Pour lancer son premier LabCD, Tecan a choisi une série de tests biologiques dits ADME-tox (Absorption, Distribution, Metabolism, Excretion, Toxicity). Ces tests sur cellules vivantes sont utilisés par tous les laboratoires pharmaceutiques pour évaluer les propriétés pharmacologiques d’un médicament, indépendamment de son efficacité thérapeutique. Mais « ils sont très longs et constituent un goulet d’étranglement, alors même que les autres étapes du développement d’un nouveau médicament adoptent des technologies à haut débit », explique Darwin Asa.

Le disque et son système de mise en rotation sera intégré dans la plate-forme technologique de Tecan : robot pipetteur, lecteurs optiques par fluorescence, luminescence, absorption...

« Notre premier laboratoire sur disque est encore très simple dans la conception de ses circuits », admet-on chez Tecan. Il est possible en effet de faire des choses plus compliquées en modulant la vitesse de rotation de façon à activer des vannes hydrophobes en séquence afin d’enchaîner des opérations successives. Par exemple, les spécialistes de Gamera Biosciences avant son rachat par Tecan - ont développé un disque réalisant successivement l’extraction de l’ADN d’un échantillon biologique, son amplification par PCR (avec un module à effet Peltier pour faire des cycles thermiques) et son identification. Un LabCD pourrait ainsi servir à identifier en simultané de multiples pathogènes dans des prélèvements sanguins. Tecan pense aussi étudier une protéomique. application Un pour domaine la où les technologies à grand débit font encore défaut.

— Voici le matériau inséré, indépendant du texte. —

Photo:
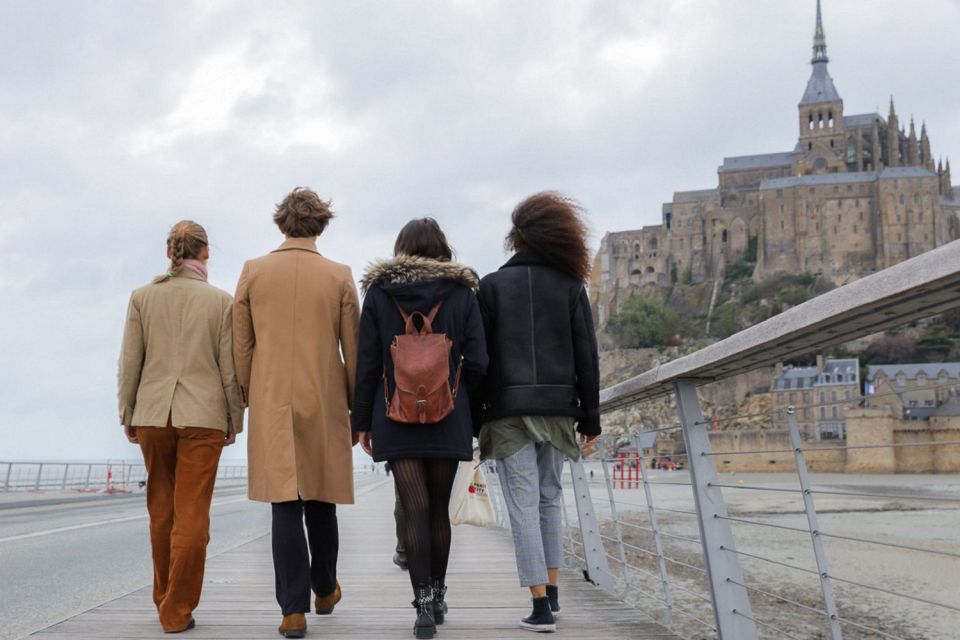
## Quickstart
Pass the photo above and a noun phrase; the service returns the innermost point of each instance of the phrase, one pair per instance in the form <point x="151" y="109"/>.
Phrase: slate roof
<point x="850" y="177"/>
<point x="862" y="120"/>
<point x="820" y="86"/>
<point x="951" y="407"/>
<point x="906" y="172"/>
<point x="932" y="369"/>
<point x="806" y="377"/>
<point x="693" y="196"/>
<point x="761" y="161"/>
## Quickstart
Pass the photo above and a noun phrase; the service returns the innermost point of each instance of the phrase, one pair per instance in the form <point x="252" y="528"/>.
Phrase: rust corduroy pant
<point x="181" y="469"/>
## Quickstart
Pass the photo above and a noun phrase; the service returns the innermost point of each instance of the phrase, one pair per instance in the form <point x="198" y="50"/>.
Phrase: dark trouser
<point x="181" y="466"/>
<point x="297" y="570"/>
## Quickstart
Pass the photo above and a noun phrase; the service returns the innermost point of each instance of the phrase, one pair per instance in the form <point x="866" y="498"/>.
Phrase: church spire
<point x="820" y="87"/>
<point x="819" y="40"/>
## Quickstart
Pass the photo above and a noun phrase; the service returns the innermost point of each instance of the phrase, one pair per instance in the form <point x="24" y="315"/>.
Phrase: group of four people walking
<point x="318" y="374"/>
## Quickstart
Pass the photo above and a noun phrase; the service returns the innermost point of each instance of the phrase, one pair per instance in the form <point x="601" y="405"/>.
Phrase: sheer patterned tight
<point x="424" y="486"/>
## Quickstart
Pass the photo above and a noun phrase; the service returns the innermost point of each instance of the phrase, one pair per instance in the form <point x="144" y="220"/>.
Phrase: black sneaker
<point x="554" y="594"/>
<point x="425" y="627"/>
<point x="541" y="620"/>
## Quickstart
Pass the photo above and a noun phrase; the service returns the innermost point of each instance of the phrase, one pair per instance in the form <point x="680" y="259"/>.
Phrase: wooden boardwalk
<point x="484" y="596"/>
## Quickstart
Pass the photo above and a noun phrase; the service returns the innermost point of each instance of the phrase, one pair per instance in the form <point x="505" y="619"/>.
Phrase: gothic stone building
<point x="857" y="193"/>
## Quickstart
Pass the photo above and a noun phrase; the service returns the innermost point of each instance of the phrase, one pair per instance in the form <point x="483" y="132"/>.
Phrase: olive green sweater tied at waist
<point x="502" y="438"/>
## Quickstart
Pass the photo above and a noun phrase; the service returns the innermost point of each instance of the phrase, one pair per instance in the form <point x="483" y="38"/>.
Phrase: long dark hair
<point x="423" y="237"/>
<point x="551" y="226"/>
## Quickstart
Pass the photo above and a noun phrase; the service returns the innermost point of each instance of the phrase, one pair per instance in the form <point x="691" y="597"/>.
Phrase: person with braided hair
<point x="180" y="401"/>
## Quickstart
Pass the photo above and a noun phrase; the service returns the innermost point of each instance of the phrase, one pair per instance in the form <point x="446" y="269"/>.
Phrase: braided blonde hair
<point x="185" y="241"/>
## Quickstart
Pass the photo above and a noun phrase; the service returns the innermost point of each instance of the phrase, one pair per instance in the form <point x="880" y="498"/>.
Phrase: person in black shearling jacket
<point x="543" y="383"/>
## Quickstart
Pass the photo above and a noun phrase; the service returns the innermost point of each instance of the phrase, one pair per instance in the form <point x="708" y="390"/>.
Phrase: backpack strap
<point x="427" y="320"/>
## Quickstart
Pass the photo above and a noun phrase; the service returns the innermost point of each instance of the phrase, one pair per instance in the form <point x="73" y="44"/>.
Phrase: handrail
<point x="920" y="287"/>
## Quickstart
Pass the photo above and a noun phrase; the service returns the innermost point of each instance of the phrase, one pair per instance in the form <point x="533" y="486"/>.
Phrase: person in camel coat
<point x="295" y="324"/>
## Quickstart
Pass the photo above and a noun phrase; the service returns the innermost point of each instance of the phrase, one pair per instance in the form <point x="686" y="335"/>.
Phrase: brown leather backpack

Un support économique et à usage unique

Le « disque laboratoire » est un produit consommable à usage unique. Moulé par injection dans du plastique, polycarbonate ou PMMA, comme un CD audio, il sera préchargé en certains réactifs selon les applications. Ce sera le cas, par exemple, du premier LabCD. Le coût de production du disque ne devrait pas être très élevé au regard du coût de développement. « Nous adapterons le produit aux besoins des clients, que se soit des sociétés de diagnostic ou des laboratoires de recherche, mais nous envisageons de développer des produits plus standards », précise-t-on chez Tecan.

Mais la concurrence talonne la société suisse. Gyros Microlabs, à Uppsala (Suède), annonce son premier disque pour le début de 2002. « Il sera destiné à la préparation d’échantillons pour l’analyse des protéines par spectrométrie de masse Maldi-Tof et réalisera quatre opérations successives sur 96 échantillons simultanément », affirme Sue Cresswell, porte-parole de l’entreprise. Le disque sera conçu de façon à pouvoir s’interfacer avec les principaux spectromètres du marché. Gyros Mcrolabs a par ailleurs signé un contrat pour coupler sa technologie avec celle d’Affibody, une autre société suédoise spécialisée dans les protéines de capture. Objectif : la mise au point d’un disque incorporant des « puces » à protéines pour la protéomique.

Implantée à Irvine, en Californie, Burstein Technologies compte lancer son Bio Compact Disk dans un an ou deux. La société vise le marché des tests biologiques classiques les plus répandus : tests immunologiques, détermination de groupe sanguin, analyse du glucose dans le sang, etc. C’est pourquoi elle cherche à utiliser les équipements pour CD et DVD existants et peu coûteux, platines et lecteurs laser, en les adaptant.